Another argument that has been raised is the human and labour rights abuses commonly associated with Chinese investment. The reality is whilst the track record of many of these companies is appalling it is probably in terms of global impact quite small in comparison to the violations committed all over the world by western MNCs. While some companies have reformed their public image in fear of loosing market share or investment this has largely meant the use of subcontracted supply chains where the pressure around production targets and delivery guarantees the abuse of worker and social rights in any event. The corporations then cynically deny responsibility. Similarly China increasingly makes noises about improving human and labour rights issues as they become more integrated global players. On the eve of the First Africa summit the state council, China's cabinet, issued 'Nine Principles' to 'Encourage and Standardise Enterprises' Overseas Investment'. The principles require Chinese companies operating overseas to 'abide by local laws, bid contracts on the basis of transparency and equality, protect the labour rights of local employees, protect the environment, implement corporate responsibilities and so on'. As state backed companies from china begin to brand and become global players they too will become more sensitive publicly to these issues as result of market influences.

In both instances though, the system that drives these superficial changes is itself brutal, quite literally inhuman, always answering to the logic of competition and increasing returns. In time there will be little to distinguish these investment forms save perhaps the tendency for China to want to export labour along with investment and development initiatives.

There is also a position that the west has never done as well as the economies developing in the east in providing goods cheap enough for Africans to buy. Bicycles, blankets etc. The West has however dumped huge quantities of used clothes, used cars, used parts, used machinery, used computers and the list goes on, on Africa. All have made these commodities more accessible to people, still allowing a tidy profit off of the waste of these societies. Against these two sets of goods, cheap consumer goods from the vast and often super exploitative factories of the east and the scraps of the societies of the west, African industrial development has not progressed. People must buy these cheap things as they have no jobs to buy anything else whilst the price of the things we really need; houses electricity, water and health care go up and become more unreachable. People live in debt to buy the few consumer items they can and in the mean time the social fabric of communities is constantly broken down by competition for scarce jobs and resources.
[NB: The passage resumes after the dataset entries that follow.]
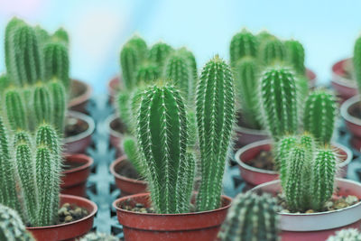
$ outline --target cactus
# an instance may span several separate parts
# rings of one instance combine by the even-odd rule
[[[303,126],[322,144],[329,144],[336,121],[335,96],[325,89],[317,89],[306,99]]]
[[[240,193],[218,233],[220,241],[266,240],[277,241],[281,207],[269,194]]]
[[[161,71],[165,64],[165,60],[173,52],[173,49],[165,42],[159,42],[152,46],[148,52],[149,60],[156,64]]]
[[[256,37],[246,29],[243,29],[240,32],[235,34],[231,40],[229,46],[231,66],[235,67],[236,62],[243,57],[256,57],[257,51],[258,42]]]
[[[258,97],[264,125],[276,141],[298,131],[296,83],[286,68],[268,69],[261,78]]]
[[[241,103],[242,114],[252,128],[259,128],[258,89],[259,70],[257,61],[252,57],[241,59],[235,66],[236,97]]]
[[[295,40],[284,42],[287,52],[287,60],[299,75],[305,75],[306,69],[304,66],[305,53],[302,44]]]
[[[272,38],[261,44],[259,56],[262,63],[269,66],[286,60],[287,52],[283,42],[276,38]]]
[[[197,208],[199,211],[220,205],[222,179],[235,121],[233,77],[218,55],[206,63],[196,94],[196,116],[201,158]]]
[[[0,204],[0,240],[35,241],[15,210]]]
[[[361,241],[361,234],[356,228],[341,229],[335,236],[329,236],[327,241]]]
[[[192,182],[187,158],[186,111],[179,91],[171,86],[147,88],[141,96],[137,139],[151,199],[157,213],[189,211]]]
The rolling back of public service provision has only aggravated this situation.  

Whilst there are clear similarities to be found in the motives, practices and potential impacts of Chinese and Western contemporary engagement with Africa the introduction of an alternate power centre (for trade and development engagements) and rising commodity prices certainly presents some significant strategic opportunities for Africa. The stranglehold International Finance Institutions and economic imperialist nations have had on economic policy for over two decades is being challenged. More capital should be available as well as technical cooperation. Increased prices mean a stronger bargaining position in trade terms as well. Achieving positive social benefits from this window of opportunity will however very much depend on Africa's ruling elite making decisions and taking actions that serve the people and not those of their own pockets and/or egos or the interests of the traditional and emerging global economic dynasties. Internal trade and development must play a central role in spreading the benefits across countries in Africa to avoid these opportunities simply creating new enclaves of wealth and power in an otherwise sea of poverty and destitution. Civil society in Africa has an historical role to play in ensuring this.